Le climat, justement, fut aussi ces dernières années un grand sujet de préoccupation de ces dernières années et le sera encore. Il est particulièrement préoccupant de constater que quand la balançoire s’emballe, que les scientifiques prédisent une montée des températures accompagnée de cataclysme, qu’il suffit d’ouvrir les yeux pour voir la banquise fondre et les glaciers reculer, ceux qui se cramponnent à la balançoire ferment les yeux pour se balancer plus vite encore. C’est l’ivresse de l’insouciance sans doute. Celle qui permet de tituber lorsqu’on quitte, à regret, son jouet, pour le passer au suivant qui voudra se balancer plus vite encore. Sauf que le portique, la branche, les cordes, usées jusqu’à l’os, ne tiendront plus longtemps.

De cette décennie, nous retiendrons aussi l’affirmation des femmes occidentales.

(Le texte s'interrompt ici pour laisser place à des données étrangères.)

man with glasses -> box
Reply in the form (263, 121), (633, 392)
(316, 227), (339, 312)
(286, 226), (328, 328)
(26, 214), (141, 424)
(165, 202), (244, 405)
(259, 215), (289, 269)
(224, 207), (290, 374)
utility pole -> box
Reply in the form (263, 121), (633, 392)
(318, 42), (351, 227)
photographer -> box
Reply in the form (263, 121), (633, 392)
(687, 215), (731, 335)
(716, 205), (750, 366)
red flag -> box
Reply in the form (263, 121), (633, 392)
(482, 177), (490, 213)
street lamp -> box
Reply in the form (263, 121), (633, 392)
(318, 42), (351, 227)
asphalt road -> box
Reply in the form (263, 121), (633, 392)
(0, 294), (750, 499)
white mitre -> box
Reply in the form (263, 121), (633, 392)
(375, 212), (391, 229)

La moitié de l’humanité s’autorisait la mise sous tutelle de l’autre moitié. Le mouvement vers l’égalité des sexes fut lent et doit se poursuivre encore. Le droit de vote des femmes en Belgique remonte à 1948… un demi-siècle seulement, trois ou quatre petites générations. Pourtant les esprits éclairés (masculins) prétendaient avoir instauré le suffrage universel en 1919… L’égalité progresse donc, insuffisamment surement, mais elle progresse pour les salaires, l’accès aux fonctions, le droit à une vie sentimentale ou sexuelle désirée par l’individu et non soumise à une pression extérieure, qu’elle soit culturelle, familiale, économique. Notre siècle de ce point de vue décolle peut-être en 2017 quand l’affaire Weinstein entraîne la libération de la parole. On était loin dans les hôtels et bureaux d’Hollywood des hasards heureux de l’escarpolette de Fragonard, la balançoire des rapports hommes-femmes y avait pris un tour sordide, balancer les abuseurs était devenu nécessité, pas pour se faire justice soi-même mais pour appeler la justice à ouvrir les yeux.

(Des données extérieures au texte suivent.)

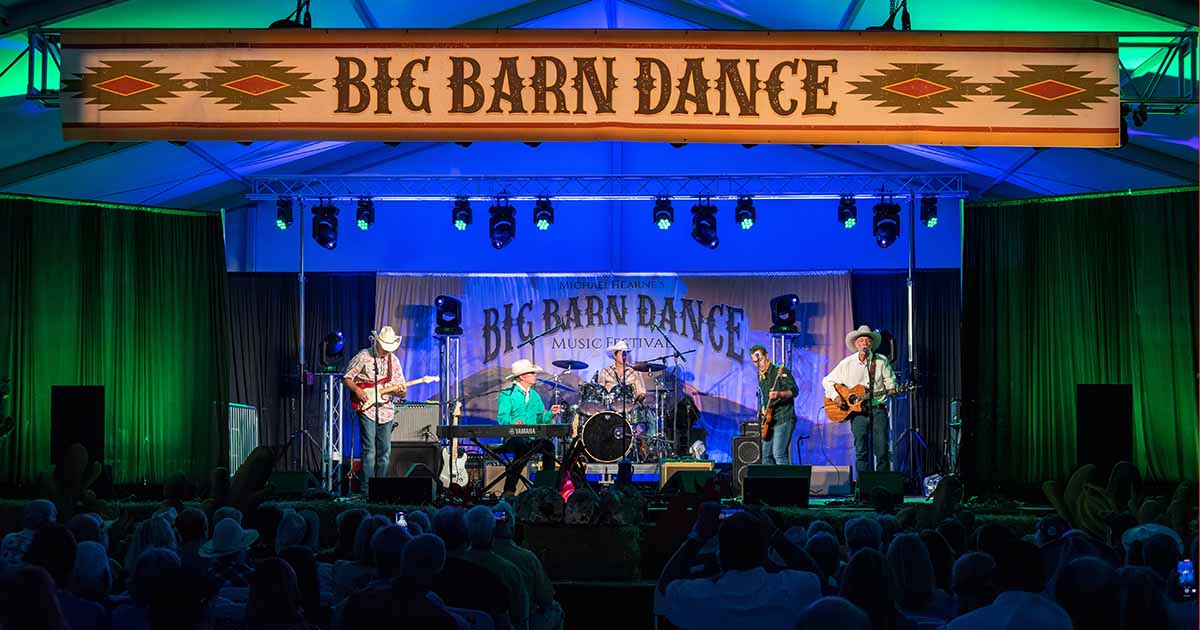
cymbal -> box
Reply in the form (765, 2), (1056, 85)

C’est le propre de la balançoire : elle s’autorise parfois d’étonnants et regrettables retours en arrière. Elle nous donne parfois l’impression que ce mouvement de balancier, subtil et vain à la fois, n’est qu’un immobilisme déguisé. Et qu’en 2020, si l’on veut bien ne plus mesurer le temps sur 365 jours, mais sur une échelle un peu plus longue, 5 ans, 10 ans, 20 ans, pour faire un pas de recul, adopter un angle de vue plus large, et comprendre à quel point notre vieux monde ne peut se maintenir ou se contenter d’aménagements à la marge. C’est bien d’une bascule dont nous aurions besoin, pas d’un timide balancement. Parce qu’on ne peut se cramponner à une balançoire délirante et défectueuse sans prendre le risque de choir.